Intervention de Dominique Watrin

Réunion du 30 avril 2014 à 14h30
Don de jours de repos à un parent d'enfant gravement malade — Adoption définitive d'une proposition de loi dans le texte de la commission

Photo de Dominique WatrinDominique Watrin :

Toutefois, nous considérons que votre proposition de loi ne permet pas de répondre à ces objectifs et à ces ambitions louables. Elle ne garantit en rien qu’un parent concerné puisse disposer de tout le temps nécessaire pour accompagner autant que de besoin son enfant. Car le don, théoriquement anonyme et gratuit, reposera sur l’aléa et peut-être même sur l’injustice ! La perception du nombre de jours de repos pourra être fonction de la place dans la hiérarchie, du capital de sympathie ou encore du nombre de fois où le salarié aura déjà lui-même cédé des jours de repos. De la sorte, deux salariés d’une même entreprise placés face à des besoins identiques pourraient ne pas bénéficier du même traitement.

L’auteur et les rapporteurs de la proposition de loi citent volontiers comme exemples emblématiques le cas de ce père de famille de chez Badoit qui a pu cumuler 170 jours de repos grâce à la solidarité de ses collègues ou bien, plus récemment, de ce fonctionnaire de police qui avait cumulé la promesse de plus de 150 jours de RTT, mais qui n’a pu en profiter compte tenu de l’état actuel du droit. On évoque aussi volontiers les accords collectifs chez Badoit justement, 2 500 salariés, dans le groupe PSA, 90 000 à 100 000 salariés, ou chez Casino, 73 000 emplois. Mais comment un salarié d’une très petite entreprise confronté à la même souffrance psychique et à la précarité économique pourrait-il cumuler autant de jours de repos et donc de possibilités d’accompagner son enfant ?

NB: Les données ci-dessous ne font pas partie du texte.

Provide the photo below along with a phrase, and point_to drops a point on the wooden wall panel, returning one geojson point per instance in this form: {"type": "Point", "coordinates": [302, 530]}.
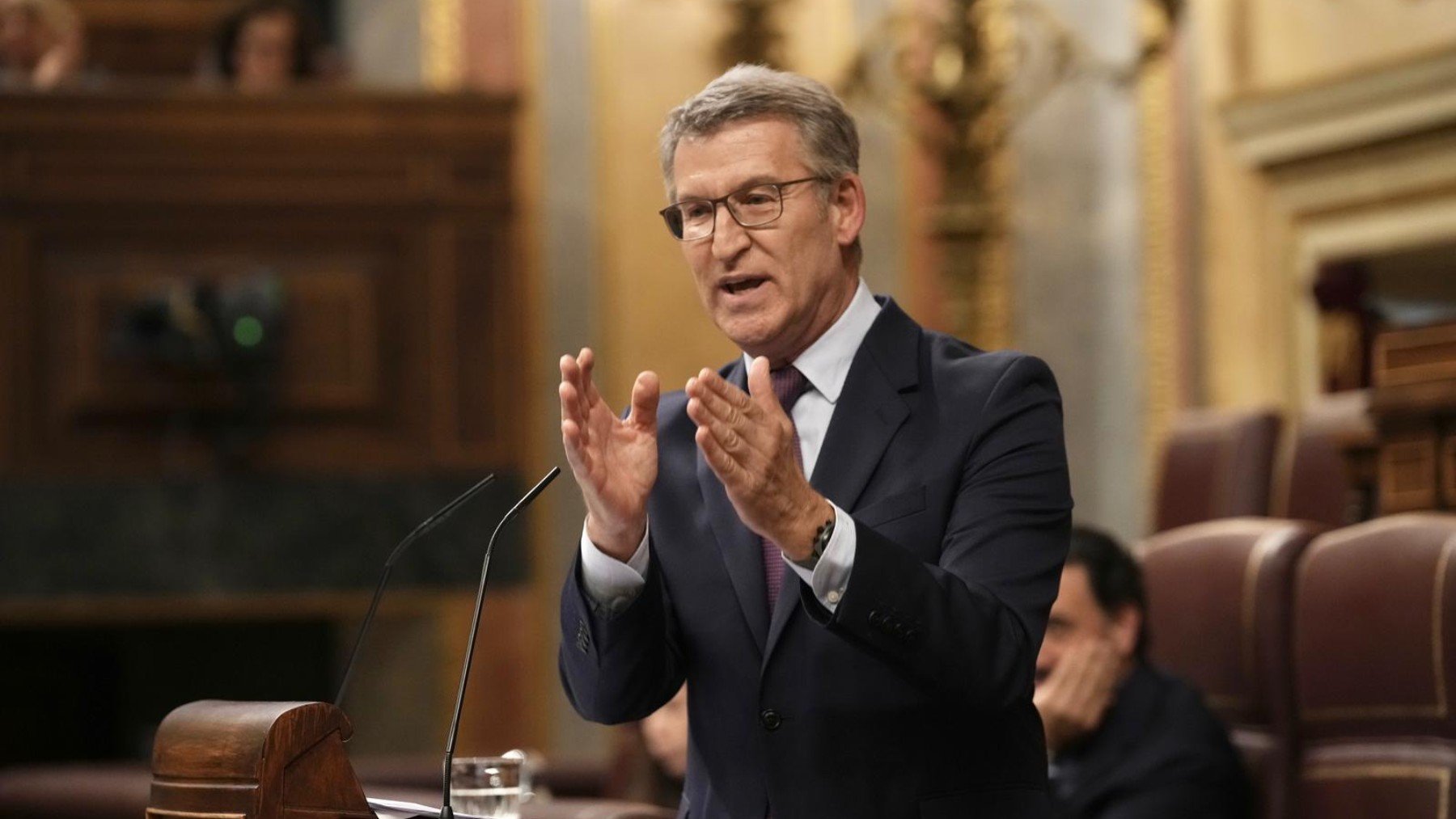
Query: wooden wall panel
{"type": "Point", "coordinates": [385, 218]}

Ce qu’il faudrait, c’est créer un vrai droit, garanti à tous et non hypothéqué sur les relations amicales et sociales que l’on a pu tisser ; un vrai droit qui ne dépende pas du bon vouloir des autres salariés, de leur propre état de fatigue ou tout simplement du besoin de prendre la totalité de leurs jours de congés ; un droit qui évite la culpabilisation de l’autre.

Qui plus est, la proposition de loi, et cela nous ennuie quelque peu, prévoit que l’employeur pourrait s’opposer à l’élan solidaire exprimé par des salariés. Autrement dit, on entend créer un droit qui serait doublement putatif, dépendant tout à la fois des collègues de travail et de l’employeur.

Ce n’est pas, mes chers collègues, l’idée que nous nous faisons, pour notre part, du mot « solidarité ». S’il faut effectivement renforcer et sécuriser la solidarité locale, il faut aussi sécuriser la solidarité nationale.

Et je vous le dis, nous n’avons pas de leçon d’humanité à recevoir, notamment de la part de l’auteur de la proposition de loi, qui a déclaré dans la presse que les élus seraient en quelque sorte irresponsables s’ils ne votaient pas cette loi et, plus encore, s’ils avaient l’outrecuidance de déposer des amendements ! À l’évidence, avec de tels messages adressés aujourd'hui aux parlementaires, on imagine ce que sera demain la pression sur les salariés culpabilisés.